Title 42 has largely affected people from Mexico, Guatemala, Honduras, and El Salvador, many of whom have been waiting in Mexican border towns after being denied the right to seek asylum by the U.S. government. Mexico has agreed to accept migrants from those three Central American countries turned back by the U.S. and last month also started taking in limited numbers of Cubans and Nicaraguans who have been turned away by U.S. authorities.

Nolberto Avila, a small coffee grower who fled threats of violence in Colombia and left his mother and a sibling there to manage the harvests, had never heard of Title 42 in the social media channels that migrants consult to determine whom they can trust and whom and what to avoid.

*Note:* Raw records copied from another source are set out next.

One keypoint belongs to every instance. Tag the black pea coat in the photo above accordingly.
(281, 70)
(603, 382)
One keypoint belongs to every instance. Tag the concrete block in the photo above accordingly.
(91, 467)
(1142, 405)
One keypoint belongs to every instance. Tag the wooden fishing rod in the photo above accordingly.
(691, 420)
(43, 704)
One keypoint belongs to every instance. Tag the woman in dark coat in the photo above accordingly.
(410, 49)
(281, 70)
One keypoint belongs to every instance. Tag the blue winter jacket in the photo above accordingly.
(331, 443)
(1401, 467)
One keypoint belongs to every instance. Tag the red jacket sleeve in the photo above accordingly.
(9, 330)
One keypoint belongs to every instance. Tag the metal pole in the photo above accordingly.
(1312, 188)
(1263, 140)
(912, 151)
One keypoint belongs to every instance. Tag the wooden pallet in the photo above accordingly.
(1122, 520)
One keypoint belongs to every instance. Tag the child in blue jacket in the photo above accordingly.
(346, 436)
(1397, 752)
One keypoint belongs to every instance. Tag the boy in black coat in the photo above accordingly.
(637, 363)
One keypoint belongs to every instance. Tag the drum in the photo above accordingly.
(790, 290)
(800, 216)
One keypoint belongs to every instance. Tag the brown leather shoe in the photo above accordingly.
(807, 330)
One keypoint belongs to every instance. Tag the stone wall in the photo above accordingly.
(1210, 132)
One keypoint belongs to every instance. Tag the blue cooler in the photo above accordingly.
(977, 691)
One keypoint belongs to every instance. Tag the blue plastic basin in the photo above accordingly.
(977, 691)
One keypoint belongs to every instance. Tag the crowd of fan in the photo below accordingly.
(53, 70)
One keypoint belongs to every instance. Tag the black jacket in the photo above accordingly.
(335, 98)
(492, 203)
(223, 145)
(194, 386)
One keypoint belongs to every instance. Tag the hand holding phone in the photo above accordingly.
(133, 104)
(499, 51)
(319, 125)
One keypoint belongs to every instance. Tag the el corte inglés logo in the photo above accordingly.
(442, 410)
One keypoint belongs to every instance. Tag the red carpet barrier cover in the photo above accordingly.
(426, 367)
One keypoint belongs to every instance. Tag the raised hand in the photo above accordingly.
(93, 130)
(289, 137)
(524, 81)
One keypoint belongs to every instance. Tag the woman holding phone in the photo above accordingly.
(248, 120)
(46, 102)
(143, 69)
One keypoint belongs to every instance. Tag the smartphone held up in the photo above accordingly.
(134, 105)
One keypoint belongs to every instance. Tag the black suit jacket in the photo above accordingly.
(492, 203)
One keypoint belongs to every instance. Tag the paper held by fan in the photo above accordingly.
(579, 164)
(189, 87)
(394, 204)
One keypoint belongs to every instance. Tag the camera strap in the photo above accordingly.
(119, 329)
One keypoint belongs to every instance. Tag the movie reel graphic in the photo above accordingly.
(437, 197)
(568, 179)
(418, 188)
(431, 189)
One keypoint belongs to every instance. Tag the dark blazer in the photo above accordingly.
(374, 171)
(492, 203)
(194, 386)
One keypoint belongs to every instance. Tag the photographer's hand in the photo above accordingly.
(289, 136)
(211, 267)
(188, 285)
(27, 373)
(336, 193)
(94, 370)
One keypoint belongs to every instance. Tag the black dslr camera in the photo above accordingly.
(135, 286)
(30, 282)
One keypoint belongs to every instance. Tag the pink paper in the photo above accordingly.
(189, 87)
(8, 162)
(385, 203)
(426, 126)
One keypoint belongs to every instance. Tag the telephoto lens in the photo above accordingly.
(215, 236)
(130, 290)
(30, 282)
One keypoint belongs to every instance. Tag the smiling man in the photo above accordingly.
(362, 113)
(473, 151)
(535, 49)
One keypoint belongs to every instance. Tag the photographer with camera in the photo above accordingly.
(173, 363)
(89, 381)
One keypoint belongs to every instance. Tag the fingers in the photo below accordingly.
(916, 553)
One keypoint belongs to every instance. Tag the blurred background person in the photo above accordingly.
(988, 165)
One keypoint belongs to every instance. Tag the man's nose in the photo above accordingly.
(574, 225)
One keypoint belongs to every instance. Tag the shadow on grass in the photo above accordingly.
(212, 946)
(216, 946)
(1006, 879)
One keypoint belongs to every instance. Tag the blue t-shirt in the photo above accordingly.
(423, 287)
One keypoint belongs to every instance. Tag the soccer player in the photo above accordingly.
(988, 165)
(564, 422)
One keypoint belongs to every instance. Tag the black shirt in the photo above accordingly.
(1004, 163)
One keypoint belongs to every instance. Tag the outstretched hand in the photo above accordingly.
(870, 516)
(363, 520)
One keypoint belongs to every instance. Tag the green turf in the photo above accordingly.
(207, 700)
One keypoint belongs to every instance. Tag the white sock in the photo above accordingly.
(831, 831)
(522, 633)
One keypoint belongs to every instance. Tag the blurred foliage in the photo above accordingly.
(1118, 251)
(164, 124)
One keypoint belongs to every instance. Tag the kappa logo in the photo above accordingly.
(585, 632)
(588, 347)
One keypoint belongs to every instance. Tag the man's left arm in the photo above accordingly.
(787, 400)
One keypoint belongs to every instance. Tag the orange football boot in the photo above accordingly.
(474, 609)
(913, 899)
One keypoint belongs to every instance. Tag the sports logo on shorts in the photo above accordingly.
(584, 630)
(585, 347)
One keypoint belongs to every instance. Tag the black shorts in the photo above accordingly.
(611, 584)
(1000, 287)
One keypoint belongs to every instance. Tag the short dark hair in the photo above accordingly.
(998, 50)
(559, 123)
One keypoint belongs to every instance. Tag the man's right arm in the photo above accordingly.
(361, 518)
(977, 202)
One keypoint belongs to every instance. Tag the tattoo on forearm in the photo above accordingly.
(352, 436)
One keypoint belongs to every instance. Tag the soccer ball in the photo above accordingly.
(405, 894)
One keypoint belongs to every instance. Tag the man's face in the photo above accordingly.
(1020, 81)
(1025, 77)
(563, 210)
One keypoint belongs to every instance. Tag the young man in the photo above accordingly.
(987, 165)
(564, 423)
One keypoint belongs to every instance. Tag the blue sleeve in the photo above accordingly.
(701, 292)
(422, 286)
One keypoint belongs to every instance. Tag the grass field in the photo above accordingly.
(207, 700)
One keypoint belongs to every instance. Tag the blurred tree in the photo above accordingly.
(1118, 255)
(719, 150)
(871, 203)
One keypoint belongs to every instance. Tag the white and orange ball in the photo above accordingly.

Online chatter directed him to Eagle Pass after he flew to Cancun and took buses to the U.S border.

“It feels good to be here,” said Avila, 30, who spent $3,000 on airfare and other travel expenses, such as bribes to Mexican soldiers. His ultimate destination is Los Angeles.

A group of about 150 mostly Cuban migrants assembled on Friday a short distance south of the bridge, having swum and walked across the river in smaller groups over several hours since a few hours before dawn. Border Patrol agents lined them up single file and directed them into vans to go to a processing area. About two-thirds were men, nearly all the rest were women and some were young children.